Other than those characters, I would also like to note that I really loved the food descriptions in this book. I gushed about this part in the first time I read about this book but again, I would love to point this out because the dishes that were described in the story were very close to Filipino home-cooked meals that I was used to eating and the way it was described made me super hungry big time. I also liked how the world-building was also intricately sprinkled with bits and pieces of easter eggs pertaining to Philippine culture and myths for instance.
The monsters anggali and the imp that Tali and her cohorts encountered in their stop at the Kaggawa’s seemed to draw references from the Filipino aswang and the tiyanak for instance, with the shapeshifting aspect (transforming into winged individuals and hungering for human flesh as well as your reflection appearing upside down in their eyes) and I appreciated that a lot, being an enthusiast of Philippine mythology myself.

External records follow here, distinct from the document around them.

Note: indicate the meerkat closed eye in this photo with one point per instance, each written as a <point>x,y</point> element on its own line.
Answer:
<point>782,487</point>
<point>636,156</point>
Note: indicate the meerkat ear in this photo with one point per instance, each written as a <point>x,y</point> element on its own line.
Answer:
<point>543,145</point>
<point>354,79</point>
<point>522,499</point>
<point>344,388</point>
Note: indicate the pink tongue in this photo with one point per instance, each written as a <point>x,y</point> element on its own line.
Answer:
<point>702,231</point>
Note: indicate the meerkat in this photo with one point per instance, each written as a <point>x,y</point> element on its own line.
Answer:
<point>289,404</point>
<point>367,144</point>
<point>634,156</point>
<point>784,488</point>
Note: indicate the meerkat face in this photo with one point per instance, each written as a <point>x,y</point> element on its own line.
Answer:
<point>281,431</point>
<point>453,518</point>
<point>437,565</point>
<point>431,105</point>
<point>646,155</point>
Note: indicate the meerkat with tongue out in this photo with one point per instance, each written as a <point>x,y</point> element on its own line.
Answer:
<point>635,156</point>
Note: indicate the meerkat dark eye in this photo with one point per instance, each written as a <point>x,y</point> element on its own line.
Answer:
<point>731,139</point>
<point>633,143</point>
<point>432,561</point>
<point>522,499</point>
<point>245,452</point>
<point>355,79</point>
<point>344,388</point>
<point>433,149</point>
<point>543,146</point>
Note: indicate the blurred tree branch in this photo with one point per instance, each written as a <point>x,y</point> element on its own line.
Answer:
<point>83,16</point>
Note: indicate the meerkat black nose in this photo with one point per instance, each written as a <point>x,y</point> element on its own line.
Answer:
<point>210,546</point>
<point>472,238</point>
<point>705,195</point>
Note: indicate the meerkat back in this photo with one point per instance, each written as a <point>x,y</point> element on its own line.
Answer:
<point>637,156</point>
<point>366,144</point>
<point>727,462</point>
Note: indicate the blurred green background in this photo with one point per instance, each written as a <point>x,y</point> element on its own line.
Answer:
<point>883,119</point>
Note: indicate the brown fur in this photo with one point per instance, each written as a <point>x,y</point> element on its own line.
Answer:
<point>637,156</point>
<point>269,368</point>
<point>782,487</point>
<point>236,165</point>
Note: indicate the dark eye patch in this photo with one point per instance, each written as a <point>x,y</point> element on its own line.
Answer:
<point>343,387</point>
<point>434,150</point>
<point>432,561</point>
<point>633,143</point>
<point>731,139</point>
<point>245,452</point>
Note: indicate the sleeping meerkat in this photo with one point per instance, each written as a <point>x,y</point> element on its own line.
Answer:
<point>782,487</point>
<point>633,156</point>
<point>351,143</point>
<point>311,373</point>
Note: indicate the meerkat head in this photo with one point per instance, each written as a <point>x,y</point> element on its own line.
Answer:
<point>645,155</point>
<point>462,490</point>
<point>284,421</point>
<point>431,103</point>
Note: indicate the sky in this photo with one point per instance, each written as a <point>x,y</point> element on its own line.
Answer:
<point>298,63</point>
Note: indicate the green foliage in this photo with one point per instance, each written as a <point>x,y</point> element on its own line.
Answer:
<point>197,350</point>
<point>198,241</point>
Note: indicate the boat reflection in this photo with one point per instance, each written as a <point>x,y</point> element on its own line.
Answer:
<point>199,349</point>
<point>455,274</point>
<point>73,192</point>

As for the central conflicts in the story, it is without a doubt that the stakes are infinitely higher compared to what Tali has to go through in book one. It felt like problems would hinder her path one after the other, and if she doesn’t end up in a near-death experience, Tali or her cohorts end up getting heavily injured. Yet, I also appreciated the complex layering of political schemes and strategizing involved and it hooked my attention from start to the finish.

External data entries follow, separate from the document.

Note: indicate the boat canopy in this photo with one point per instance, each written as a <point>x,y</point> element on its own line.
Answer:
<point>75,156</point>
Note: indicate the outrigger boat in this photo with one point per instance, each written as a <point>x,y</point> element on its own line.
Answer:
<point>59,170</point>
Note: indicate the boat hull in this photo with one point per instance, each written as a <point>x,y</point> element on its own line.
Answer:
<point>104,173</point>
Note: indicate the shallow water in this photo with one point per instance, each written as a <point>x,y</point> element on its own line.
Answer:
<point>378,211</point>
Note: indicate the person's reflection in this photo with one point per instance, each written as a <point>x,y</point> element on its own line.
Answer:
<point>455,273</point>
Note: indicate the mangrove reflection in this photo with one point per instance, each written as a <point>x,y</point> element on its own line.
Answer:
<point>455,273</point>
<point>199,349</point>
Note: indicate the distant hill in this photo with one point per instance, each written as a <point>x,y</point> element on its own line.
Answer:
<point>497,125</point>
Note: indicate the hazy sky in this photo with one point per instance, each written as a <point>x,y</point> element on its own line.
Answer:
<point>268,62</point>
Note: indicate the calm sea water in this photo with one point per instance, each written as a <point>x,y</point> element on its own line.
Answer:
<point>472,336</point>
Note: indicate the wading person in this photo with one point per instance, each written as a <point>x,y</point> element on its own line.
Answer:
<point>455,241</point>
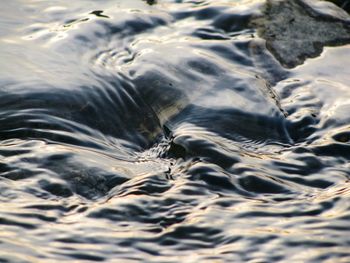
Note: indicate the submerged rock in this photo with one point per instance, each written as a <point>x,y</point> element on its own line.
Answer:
<point>294,31</point>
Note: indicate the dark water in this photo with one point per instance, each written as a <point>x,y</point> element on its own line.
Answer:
<point>174,131</point>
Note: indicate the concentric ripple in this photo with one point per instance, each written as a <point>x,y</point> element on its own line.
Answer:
<point>174,131</point>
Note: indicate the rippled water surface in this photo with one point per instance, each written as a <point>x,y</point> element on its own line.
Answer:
<point>174,131</point>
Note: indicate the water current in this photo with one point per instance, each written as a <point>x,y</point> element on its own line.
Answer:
<point>174,131</point>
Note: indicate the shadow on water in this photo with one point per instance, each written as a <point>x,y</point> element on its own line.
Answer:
<point>174,131</point>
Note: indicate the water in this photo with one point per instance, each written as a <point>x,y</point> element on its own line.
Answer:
<point>174,131</point>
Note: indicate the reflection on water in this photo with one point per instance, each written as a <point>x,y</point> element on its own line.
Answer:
<point>174,131</point>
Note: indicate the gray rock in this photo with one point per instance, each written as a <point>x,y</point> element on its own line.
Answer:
<point>295,30</point>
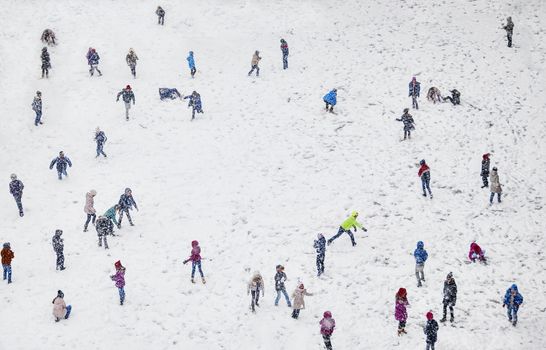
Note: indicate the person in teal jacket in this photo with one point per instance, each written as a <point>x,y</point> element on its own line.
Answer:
<point>346,226</point>
<point>111,214</point>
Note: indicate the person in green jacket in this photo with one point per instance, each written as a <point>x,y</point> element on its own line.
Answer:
<point>346,226</point>
<point>111,214</point>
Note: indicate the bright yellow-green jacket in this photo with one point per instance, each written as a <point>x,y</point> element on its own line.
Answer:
<point>351,222</point>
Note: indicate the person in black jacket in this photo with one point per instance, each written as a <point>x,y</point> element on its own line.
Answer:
<point>450,296</point>
<point>431,331</point>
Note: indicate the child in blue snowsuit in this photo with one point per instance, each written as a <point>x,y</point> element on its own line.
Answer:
<point>191,63</point>
<point>512,301</point>
<point>330,99</point>
<point>421,256</point>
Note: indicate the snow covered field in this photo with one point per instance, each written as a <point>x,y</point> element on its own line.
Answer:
<point>265,169</point>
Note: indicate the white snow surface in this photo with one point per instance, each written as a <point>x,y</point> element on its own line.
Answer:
<point>265,169</point>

In summary, The Ikessar Falcon delivers a strong, action-packed follow-up to its predecessor, with higher stakes and a tempest of schemes lined up for Queen Talyien to face head-on. This book, despite the amount of stress it caused me, was something I equally enjoyed and agonized over. (I say this, but in a very good way. I love it when books stress me out, it makes for an interesting reading experience.) If you manage to pick up a copy of the first two books in The Chronicles of The Bitch Queen, brace yourself for one hell of a ride.
Overall Rating: 🌟🌟🌟🌟🌟
An advanced reading copy was provided by Orbit Books in partnership with Caffeine Book Tours to the blogger in exchange for an honest review. All quotes used in this post are subject to final revisions in the finished copy. All opinions are my own.
About the Author
K.S. Villoso was born in a dank hospital on an afternoon in Albay, Philippines, and things have generally been okay since then. After spending most of her childhood in a slum area in Taguig (where she dodged death-defying traffic, ate questionable food, and fell into open-pit sewers more often than one ought to), she and her family immigrated to Vancouver, Canada, where they spent the better part of two decades trying to chase the North American Dream. She is now living amidst the forest and mountains with her family, children, and dogs in Anmore, BC.